So who are we? and what is this all about?

My name is Elliana, and I am a BFTF Founder this summer from California.  As the Ben Franklin Transatlantic Fellows Initiative’s Founders, we represent high school students from all over the world.  We met at Wakeforest University about, and have been together for about three weeks thus far.  As part of this diplomacy program sponsored by the U.S. Department of State, we have been attending different classes, from Citizenship to Blogging.  For our current Advocacy classes, we are participating in the CNN and Youtube presidential candidates’ debate. 

The candidates for the 2008 election have thus far spoken mostly about the rich-poor gap in the
United States, but we want to know about the same problem globally.  What will each of the democratic candidates do to narrow this gap if they are elected?  

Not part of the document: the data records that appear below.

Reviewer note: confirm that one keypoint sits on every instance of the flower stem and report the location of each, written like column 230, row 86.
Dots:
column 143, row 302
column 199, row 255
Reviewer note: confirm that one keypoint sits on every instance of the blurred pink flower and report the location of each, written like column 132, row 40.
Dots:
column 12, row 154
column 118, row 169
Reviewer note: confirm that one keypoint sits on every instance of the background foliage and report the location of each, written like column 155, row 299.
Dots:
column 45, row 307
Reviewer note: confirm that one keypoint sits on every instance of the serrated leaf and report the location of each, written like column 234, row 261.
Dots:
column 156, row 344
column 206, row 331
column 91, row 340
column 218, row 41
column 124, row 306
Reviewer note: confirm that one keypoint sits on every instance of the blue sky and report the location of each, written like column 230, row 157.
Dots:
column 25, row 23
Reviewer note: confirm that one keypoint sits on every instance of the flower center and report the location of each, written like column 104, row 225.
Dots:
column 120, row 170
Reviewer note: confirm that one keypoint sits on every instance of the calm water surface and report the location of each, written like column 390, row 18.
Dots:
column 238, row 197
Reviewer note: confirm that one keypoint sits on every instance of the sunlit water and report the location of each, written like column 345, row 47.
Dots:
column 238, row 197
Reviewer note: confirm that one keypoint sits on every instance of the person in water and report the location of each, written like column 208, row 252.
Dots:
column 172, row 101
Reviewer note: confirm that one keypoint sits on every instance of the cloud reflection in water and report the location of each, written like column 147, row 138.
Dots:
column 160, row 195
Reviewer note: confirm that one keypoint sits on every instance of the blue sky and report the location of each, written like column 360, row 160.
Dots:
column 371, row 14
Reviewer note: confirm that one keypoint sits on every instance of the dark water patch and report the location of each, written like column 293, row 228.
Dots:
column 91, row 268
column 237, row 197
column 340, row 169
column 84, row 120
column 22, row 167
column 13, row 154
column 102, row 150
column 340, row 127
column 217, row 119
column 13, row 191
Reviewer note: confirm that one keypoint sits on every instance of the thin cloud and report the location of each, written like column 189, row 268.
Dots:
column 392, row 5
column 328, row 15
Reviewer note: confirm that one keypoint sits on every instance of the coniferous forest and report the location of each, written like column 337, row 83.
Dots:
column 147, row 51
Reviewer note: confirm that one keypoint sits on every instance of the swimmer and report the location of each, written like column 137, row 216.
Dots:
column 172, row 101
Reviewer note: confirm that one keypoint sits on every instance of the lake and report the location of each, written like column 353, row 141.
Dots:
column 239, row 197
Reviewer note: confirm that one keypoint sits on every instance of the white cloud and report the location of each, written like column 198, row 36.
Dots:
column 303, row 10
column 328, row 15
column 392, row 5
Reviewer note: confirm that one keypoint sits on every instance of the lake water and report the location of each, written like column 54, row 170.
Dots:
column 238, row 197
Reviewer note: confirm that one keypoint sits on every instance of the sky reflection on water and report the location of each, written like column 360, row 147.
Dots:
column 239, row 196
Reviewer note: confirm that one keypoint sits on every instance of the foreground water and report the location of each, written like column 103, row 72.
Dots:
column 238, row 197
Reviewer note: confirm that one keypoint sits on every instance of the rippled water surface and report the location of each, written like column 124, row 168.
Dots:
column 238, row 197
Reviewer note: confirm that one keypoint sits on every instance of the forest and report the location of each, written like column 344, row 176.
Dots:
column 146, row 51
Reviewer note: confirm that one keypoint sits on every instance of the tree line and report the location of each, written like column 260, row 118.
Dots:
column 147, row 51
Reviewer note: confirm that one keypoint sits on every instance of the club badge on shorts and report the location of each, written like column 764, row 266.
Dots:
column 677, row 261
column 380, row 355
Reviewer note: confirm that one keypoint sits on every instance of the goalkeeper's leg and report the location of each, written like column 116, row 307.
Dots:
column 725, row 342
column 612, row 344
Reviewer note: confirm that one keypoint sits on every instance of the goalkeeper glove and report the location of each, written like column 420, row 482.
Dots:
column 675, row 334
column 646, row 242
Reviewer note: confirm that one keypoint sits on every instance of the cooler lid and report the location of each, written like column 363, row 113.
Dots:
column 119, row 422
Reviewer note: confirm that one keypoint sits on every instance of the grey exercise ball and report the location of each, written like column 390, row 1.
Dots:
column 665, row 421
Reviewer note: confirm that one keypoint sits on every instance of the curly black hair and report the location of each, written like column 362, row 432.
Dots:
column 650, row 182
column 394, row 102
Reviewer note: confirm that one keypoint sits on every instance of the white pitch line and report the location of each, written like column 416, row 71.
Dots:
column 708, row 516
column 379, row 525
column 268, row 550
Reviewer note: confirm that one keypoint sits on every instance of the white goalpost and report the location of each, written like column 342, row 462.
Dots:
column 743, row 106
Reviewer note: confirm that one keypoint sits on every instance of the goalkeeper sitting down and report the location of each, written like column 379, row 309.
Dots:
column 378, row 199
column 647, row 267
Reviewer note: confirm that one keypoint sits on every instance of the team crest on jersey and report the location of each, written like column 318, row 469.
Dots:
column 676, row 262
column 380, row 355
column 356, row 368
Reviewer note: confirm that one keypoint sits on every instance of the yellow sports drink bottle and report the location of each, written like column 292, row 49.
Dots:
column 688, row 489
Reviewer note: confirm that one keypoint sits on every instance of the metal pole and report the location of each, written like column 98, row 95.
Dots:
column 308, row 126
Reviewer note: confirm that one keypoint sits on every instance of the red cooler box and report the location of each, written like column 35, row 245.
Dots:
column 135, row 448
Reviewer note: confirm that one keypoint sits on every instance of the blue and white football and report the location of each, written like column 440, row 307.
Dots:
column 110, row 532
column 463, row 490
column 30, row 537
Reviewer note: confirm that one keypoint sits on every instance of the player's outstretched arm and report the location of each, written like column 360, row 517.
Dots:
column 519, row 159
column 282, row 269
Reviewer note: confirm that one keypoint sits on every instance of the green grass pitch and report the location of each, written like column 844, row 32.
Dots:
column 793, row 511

The rich-poor gap is made larger by such factors as immigration and urbanization.  A study by the World Institute for Development Economics Research at United Nations University reports that the richest 1% of adults alone owned 40% of global assets in the year 2000, and that the richest 10% of adults accounted for 85% of the world total. The bottom half of the world adult population owned barely 1% of global wealth.  People in developing countries are immigrating to wealthier countries for better work, pay, housing, healthcare, etc., and as a result, the countries they left become even worse economically.  With no technological advantages there is no future for urbanization and economic growth.  Hence the gap between the rich and poor is created.  The developed countries with resources continue to prosper and work with the materials and people they have, while the developing countries are trapped in an inefficiency pattern.